Opened 10 years ago

Last modified 7 years ago

#11486 review New Feature

Create a new test system for Paste from Word

Reported by: Frederico Caldeira Knabben Owned by: Frederico Caldeira Knabben
Priority: Must have (possibly next milestone) Milestone:
Component: Plugin : Paste from Word Version:
Keywords: Cc:


To better support #9991, a new test system should be available for Paste from Word.

Change History (12)

comment:1 Changed 10 years ago by Frederico Caldeira Knabben

Component: GeneralCore : Pasting
Milestone: CKEditor 4.4
Owner: set to Frederico Caldeira Knabben
Status: newreview

Pushed t/11486@tests.

The commit with description "Sample tests for the PFW system." is there just for review purposes.

If the idea is accepted, more work is needed. We need wwalc to check the php scripts to be sure that they're safe.

comment:2 Changed 10 years ago by Frederico Caldeira Knabben

Component: Core : PastingPlugin : Paste from Word

comment:3 Changed 10 years ago by Piotrek Koszuliński


comment:4 Changed 10 years ago by Frederico Caldeira Knabben

I’ve been working on these tests for some good time already. I was mainly focused on understanding what we need to support and what tools we need to create tests. In this way, we could define the final structure of the test system.

I’ve been trying to understand what are the current stats for Word versions usage. It’s very hard to find something useful, but looking at the few data available it’s reasonable that we should focus today on Word 2013 and Word 2010.

Let’s not forget Mac users though. So we should support the current Word for Mac 2011.

Still, we need also to understand that there is a huge amount of legacy word documents spread everywhere and people certainly still deal with them. So, other than supporting the .docx format (since Word 2007), we should also support the historical .doc files. I mean, we need to support the files being opened with Word 2010 and 2013, not really supporting the Word versions used originally to create these files.

I’ve installed the above three Word versions and played with clipboard and CKEditor, using both .docx and .doc files. Part of this research can be found in the t/11486b branch @tests.
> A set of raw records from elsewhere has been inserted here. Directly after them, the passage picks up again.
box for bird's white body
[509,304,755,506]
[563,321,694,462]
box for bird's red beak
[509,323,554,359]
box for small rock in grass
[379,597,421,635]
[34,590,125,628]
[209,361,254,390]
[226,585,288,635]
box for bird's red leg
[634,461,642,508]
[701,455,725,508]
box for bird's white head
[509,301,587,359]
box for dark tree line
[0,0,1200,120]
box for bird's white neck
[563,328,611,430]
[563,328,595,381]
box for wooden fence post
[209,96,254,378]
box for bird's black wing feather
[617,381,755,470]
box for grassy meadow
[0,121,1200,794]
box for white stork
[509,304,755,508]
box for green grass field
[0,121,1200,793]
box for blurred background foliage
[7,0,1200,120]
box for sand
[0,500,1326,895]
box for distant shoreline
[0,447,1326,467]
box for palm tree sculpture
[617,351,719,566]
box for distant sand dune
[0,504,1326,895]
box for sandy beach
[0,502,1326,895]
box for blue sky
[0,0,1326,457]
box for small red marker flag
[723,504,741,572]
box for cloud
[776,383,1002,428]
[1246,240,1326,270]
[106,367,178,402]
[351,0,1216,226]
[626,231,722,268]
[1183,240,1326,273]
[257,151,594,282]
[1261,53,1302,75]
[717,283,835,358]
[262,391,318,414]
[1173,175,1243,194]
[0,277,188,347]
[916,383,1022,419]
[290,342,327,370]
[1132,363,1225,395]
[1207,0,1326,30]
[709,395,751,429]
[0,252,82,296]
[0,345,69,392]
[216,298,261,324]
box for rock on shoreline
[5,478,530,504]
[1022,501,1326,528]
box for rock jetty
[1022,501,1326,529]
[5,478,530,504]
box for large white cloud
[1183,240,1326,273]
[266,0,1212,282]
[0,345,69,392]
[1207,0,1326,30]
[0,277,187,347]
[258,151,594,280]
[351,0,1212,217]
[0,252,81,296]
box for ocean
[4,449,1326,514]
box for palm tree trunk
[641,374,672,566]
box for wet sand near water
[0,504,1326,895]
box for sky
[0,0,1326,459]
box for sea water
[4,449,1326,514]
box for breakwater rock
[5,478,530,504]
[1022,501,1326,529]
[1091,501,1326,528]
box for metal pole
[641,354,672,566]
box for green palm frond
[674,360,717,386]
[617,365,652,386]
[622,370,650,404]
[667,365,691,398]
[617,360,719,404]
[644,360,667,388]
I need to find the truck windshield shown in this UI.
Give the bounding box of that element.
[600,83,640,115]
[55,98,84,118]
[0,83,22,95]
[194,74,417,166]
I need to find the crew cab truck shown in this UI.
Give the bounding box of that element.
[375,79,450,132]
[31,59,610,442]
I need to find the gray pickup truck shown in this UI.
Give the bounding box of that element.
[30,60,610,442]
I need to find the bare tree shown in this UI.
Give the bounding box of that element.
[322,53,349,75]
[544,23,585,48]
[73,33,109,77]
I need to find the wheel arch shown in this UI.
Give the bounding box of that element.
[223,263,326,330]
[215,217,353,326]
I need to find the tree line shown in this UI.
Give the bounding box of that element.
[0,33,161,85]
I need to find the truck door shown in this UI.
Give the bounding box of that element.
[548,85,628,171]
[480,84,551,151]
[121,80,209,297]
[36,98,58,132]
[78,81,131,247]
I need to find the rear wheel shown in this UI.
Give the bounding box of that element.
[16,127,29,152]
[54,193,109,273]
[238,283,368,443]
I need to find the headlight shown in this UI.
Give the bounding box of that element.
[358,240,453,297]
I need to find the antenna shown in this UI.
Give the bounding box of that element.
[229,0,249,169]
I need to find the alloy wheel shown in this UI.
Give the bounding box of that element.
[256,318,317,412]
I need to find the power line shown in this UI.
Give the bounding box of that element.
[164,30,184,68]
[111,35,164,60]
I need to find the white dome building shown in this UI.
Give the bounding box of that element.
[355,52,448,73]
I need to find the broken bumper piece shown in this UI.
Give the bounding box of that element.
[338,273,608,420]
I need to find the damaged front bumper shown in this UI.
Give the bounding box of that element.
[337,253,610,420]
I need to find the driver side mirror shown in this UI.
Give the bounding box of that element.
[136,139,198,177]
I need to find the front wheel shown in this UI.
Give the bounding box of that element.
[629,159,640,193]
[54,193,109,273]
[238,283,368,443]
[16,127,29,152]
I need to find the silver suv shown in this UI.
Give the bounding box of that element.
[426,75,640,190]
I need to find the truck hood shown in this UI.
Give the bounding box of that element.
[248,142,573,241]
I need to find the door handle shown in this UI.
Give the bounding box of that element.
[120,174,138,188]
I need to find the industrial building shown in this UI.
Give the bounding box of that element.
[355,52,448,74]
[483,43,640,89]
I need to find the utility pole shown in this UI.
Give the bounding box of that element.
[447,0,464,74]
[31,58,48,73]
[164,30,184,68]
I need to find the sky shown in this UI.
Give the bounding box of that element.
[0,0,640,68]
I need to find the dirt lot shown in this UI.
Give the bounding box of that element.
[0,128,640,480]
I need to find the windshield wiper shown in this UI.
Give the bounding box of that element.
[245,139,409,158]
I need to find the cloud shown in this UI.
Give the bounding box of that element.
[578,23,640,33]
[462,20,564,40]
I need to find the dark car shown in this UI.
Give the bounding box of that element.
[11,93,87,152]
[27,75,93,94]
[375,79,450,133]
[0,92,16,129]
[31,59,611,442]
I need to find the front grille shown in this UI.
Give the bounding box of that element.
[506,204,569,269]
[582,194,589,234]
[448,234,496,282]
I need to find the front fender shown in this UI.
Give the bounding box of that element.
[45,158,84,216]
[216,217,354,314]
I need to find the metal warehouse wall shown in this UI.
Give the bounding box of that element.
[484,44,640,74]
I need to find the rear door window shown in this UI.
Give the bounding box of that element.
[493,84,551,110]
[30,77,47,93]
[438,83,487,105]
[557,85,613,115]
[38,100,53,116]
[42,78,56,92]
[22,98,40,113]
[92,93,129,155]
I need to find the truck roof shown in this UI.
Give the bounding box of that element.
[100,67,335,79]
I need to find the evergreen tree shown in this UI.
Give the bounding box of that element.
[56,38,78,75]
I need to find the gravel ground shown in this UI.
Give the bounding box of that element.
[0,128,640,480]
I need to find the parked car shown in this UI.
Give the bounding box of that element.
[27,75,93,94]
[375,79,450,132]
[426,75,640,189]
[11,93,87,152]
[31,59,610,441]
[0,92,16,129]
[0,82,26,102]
Lemme describe what we have there (inside /dt/plugins/pastefromword):

  • tools/getclipboard.html: this is a tool that uses the CKEditor pasting API to catch the HTML received by the browser on paste. It also shows the final HTML produced by the paste processing. This tool is essential to create automated tests.
  • tests/: here we would have source files for automated tests.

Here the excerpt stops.